As will be discussed, we used urinary glucose, serum glucose and osmolality, and survivorship to assess whether glucose processing ability was exceeded. It was not possible to obtain serum samples from individuals that died spontaneously. Although all rats at the four lower experimental infusion rates survived the 3-day treatment, only 4 of 14 rats infused at 114 mmol/day, and 0 of five at 142.5 mmol/day survived for 3 days. Thus, we studied two separate sets of rats receiving the 114 mmol/day treatment, and two sets receiving the 142.5 mmol/day treatment. One set was used to determine 3-day survivorship at that treatment level, and the other set was killed within 1 day to obtain serum for analysis. We used the first set of rats to calculate survival of the 114 and 142.5 mmol/day treatments only for those 14 and 5 individuals, respectively, in that first set. We used the second set of rats to obtain serum samples from enough rats at those two highest infusion rates before the rats died; we catheterized and administered the 142.5 mmol/day treatment to 5 additional rats, which we killed to obtain serum 18 h after the treatment began; and we similarly administered the 114 mmol/day treatment to four additional rats, which we killed 24 h after the treatment began. For reasons to be explained, serum glucose and osmolality values of the four rats surviving the 114 mmol/day treatment rats and killed at 3 days differed (by ANOVA) from values from the four rats killed at 24 h; those two sets of data will be considered separately.

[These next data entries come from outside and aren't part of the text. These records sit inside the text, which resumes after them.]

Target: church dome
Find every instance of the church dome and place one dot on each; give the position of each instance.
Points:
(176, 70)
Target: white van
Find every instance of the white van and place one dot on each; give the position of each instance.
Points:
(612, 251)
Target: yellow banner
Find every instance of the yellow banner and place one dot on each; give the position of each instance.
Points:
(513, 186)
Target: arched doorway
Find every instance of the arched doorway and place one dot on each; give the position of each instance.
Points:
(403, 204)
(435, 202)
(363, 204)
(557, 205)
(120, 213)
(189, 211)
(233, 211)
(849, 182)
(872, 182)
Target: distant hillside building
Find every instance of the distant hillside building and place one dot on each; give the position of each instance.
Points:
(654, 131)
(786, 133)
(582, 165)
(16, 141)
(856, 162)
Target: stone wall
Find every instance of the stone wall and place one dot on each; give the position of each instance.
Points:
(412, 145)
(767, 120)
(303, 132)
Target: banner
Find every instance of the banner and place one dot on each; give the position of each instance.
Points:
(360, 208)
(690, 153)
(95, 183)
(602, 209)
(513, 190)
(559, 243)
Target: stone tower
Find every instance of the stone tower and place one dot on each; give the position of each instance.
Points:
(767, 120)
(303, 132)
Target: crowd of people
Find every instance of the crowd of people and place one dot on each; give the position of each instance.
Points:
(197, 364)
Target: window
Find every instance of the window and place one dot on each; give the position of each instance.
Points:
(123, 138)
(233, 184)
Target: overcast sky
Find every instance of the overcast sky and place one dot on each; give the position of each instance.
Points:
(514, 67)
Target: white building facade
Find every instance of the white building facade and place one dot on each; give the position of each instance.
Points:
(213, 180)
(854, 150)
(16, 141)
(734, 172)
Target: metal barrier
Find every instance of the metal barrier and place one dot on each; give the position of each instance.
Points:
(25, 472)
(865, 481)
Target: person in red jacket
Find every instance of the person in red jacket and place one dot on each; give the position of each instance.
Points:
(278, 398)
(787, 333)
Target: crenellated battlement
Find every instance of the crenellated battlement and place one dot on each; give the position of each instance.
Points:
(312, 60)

We collected urine and measured its volume daily during the 3 days of treatment infusion (during the last 3 days of saline infusion for the control rats), and determined urine glucose values for the first 24 h of infusion with the experimental load. For the five rats infused with 142.5 mmol/day TPN for only 18 h, we collected urine for that period, then killed the rats and extrapolated urine volumes to a 24 h value. We used data from the first day of experimental treatment for all rats in all comparisons of urine values: i.e., although rats at the four lower infusion rates survived for all 3 days of treatment infusion, we used the urine data only for the first day to permit comparisons with the 114 and 142.5 mmol/day rats, many of which did not survive 3 days. Urine glucose values for day one were similar (by ANOVA) to those for days two and three for the rats at the four lower infusion rates. Thus, for 114 mmol/day treatment rats, we based urine glucose data on 18 rats, because all rats survived for at least 24 h, but we considered serum glucose and osmolality data separately for the four rats that survived to 3 days, and for the four rats killed at 24 h.
In a separate experiment to determine the completeness of glucose absorption, we fed five noncatheterized additional rats the TPN solution orally ad libitum for 5 days, collected their feces, and tested it for the presence of glucose by the glucose oxidase method.
Small Intestinal Glucose Uptake Capacity.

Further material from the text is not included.